Mystique stood at the end of the parking garage level, looking at the U-Haul box truck that was backed into a parking spot in the otherwise abandoned building. The levels were ramps, staggered, and the truck was at the bottom of the second level. Mystique took a drag on her thin, expensive cigarette and approached, her coat flaring behind her. She shifted to become a blonde.
She reached the truck. The back was slightly open. She heard a faint groan. Hopping up on the back fender, she maneuvered with her back to the rusty cables that acted as a safety rail. She moved into the back of the truck without having to squeeze past the support pillar right behind the truck.
She saw a figure sprawled on the floor. She moved to touch his leg. It was cold, hard; a mannequin?
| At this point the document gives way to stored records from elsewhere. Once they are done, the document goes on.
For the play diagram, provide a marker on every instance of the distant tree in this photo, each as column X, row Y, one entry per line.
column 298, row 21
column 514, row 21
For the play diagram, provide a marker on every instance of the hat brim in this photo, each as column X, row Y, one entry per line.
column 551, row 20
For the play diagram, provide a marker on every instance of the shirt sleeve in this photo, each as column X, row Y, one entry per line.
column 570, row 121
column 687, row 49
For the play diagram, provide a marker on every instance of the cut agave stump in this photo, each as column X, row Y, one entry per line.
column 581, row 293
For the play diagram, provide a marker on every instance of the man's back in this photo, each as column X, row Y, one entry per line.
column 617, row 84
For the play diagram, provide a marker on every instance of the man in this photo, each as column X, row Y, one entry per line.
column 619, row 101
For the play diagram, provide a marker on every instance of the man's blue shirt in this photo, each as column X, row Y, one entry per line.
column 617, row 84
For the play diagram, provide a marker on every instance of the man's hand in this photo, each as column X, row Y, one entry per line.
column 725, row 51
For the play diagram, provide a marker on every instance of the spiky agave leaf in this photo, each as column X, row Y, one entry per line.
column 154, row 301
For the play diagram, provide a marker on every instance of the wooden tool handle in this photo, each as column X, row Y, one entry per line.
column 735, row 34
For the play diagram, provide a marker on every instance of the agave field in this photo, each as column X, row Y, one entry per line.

The U-Haul's engine rumbled to life, and it was kicked into gear and slammed back. The doors were crushed shut on the support pillar.
"Cute," Mystique muttered, alone in the back of the truck with a dummy.
A walkie talkie flared static. She knelt and picked it up. "Great, Parker," she said. "And for my next trick I'm going to blow you away for this." To emphasize her point, she tugged out her plasma pistol and pulled the trigger. With a hissing whine, it fired out a streak that knocked a volleyball sized hole in the wall, through where the driver's head should be, through some of the steering wheel, the windshield. The hole let a shaft of light in. Smoke from the blast curled in the light as the walkie talkie crackled.
"Thanks for coming," said Peter. "And thanks in advance for helping me get my powers back."
"You're a dead man," she said, her voice cool.
"Well," he said, "since I can't seem to get you to leave me alone, I realized I was going to have to do something more drastic." Another heavy engine flared to life outside.
"I hope you enjoyed your run," she said into the walkie talkie. "I'm about to cut a hole out of here, reload, and vaporize you."
"Big talk," Peter said. With a clang, a pre-cut oval of truck roofing fell down into the interior. Mystique blinked at it.
Then the concrete truck's chute lined up over it. Her eyes widened and she jumped back as wet concrete slopped down the guide ramp and slapped down on the floor of the truck in a thick, fast column. She fired, blasting the guide ramp to fragments. The concrete still poured out, slathering the roof of the truck, and pouring in at about the same speed.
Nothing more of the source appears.